Artist/activist Anne Dushanko Dobek is best known for her large and often immersive installations referencing issues of social justice and human rights.
Artifacts or Evidence? her latest series examines the courage and concerns of women as they try to focus on their futures while navigating increasingly dangerous environments. Designed as a constantly changing stream of conscious narrative, Dushanko Dobek’s wall installations suggest the fears, anxieties and humiliations of too many woman and girls. The artist selects objects from an extensive personal library of her mixed media works. In relative isolation they evoke whispers of past abuses, insults and threats, threads of nightmares and memories all of which women are reconciling as they forge paths to a better future for themselves and their daughters.
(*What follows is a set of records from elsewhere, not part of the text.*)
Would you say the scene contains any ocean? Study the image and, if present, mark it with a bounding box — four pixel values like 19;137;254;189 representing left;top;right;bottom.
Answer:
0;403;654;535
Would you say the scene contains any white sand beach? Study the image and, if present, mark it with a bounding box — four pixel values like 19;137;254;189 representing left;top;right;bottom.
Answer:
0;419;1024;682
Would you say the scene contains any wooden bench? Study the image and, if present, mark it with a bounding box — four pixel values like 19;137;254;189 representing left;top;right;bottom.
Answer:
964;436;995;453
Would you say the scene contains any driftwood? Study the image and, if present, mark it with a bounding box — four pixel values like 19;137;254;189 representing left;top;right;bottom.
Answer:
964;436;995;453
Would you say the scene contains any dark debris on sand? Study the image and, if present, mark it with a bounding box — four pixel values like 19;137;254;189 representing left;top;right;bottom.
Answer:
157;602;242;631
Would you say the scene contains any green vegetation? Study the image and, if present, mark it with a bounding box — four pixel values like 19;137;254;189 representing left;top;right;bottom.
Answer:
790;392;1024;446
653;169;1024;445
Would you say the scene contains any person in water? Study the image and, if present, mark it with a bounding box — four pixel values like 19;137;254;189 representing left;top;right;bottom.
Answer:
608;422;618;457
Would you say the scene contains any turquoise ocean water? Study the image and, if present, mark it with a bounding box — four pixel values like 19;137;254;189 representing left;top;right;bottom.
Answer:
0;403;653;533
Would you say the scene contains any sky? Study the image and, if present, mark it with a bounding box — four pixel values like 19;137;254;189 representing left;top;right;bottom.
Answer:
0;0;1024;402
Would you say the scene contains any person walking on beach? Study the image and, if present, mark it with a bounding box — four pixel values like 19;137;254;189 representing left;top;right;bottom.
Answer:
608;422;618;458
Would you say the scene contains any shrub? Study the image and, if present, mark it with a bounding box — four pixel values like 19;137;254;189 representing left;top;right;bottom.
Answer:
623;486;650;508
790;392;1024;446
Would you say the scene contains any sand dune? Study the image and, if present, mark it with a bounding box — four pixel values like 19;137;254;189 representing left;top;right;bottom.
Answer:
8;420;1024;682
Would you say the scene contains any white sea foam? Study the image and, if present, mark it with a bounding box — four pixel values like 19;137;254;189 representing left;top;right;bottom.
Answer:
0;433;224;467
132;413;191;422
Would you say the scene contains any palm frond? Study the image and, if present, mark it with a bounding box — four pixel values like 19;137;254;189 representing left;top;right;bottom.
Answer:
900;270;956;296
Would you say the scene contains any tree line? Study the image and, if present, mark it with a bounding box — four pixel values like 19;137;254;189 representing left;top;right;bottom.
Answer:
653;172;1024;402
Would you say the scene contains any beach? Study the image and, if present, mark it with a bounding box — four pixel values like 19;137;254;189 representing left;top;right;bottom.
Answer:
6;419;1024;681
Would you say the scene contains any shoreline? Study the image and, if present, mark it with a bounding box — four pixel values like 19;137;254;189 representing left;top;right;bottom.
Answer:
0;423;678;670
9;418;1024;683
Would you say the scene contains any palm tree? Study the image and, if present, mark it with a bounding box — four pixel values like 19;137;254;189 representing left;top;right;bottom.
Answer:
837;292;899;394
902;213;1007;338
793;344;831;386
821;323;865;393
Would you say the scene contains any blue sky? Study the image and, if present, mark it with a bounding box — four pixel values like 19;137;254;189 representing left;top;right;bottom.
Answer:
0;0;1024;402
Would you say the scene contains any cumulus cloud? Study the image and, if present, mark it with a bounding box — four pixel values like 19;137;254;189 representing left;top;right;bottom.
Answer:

In Artifact or Evidence IV, a painted assemblage, the artist uses scraps of seam binding tape to create dimensional wounds similar to other constructed images found in SILENT VOICES. The latter is a decades long series of projects which address those whose voices are being muted by political and/or social constraints.
Artifact or Evidence IV, was selected for the exhibition Women in the World, February 1 – March 28 in The Pollack Gallery at Monmouth University. This was one of three exhibitions curated by Gladys Grauer and Adrienne Wheeler which took a broad look at the struggles and triumphs experienced by women globally.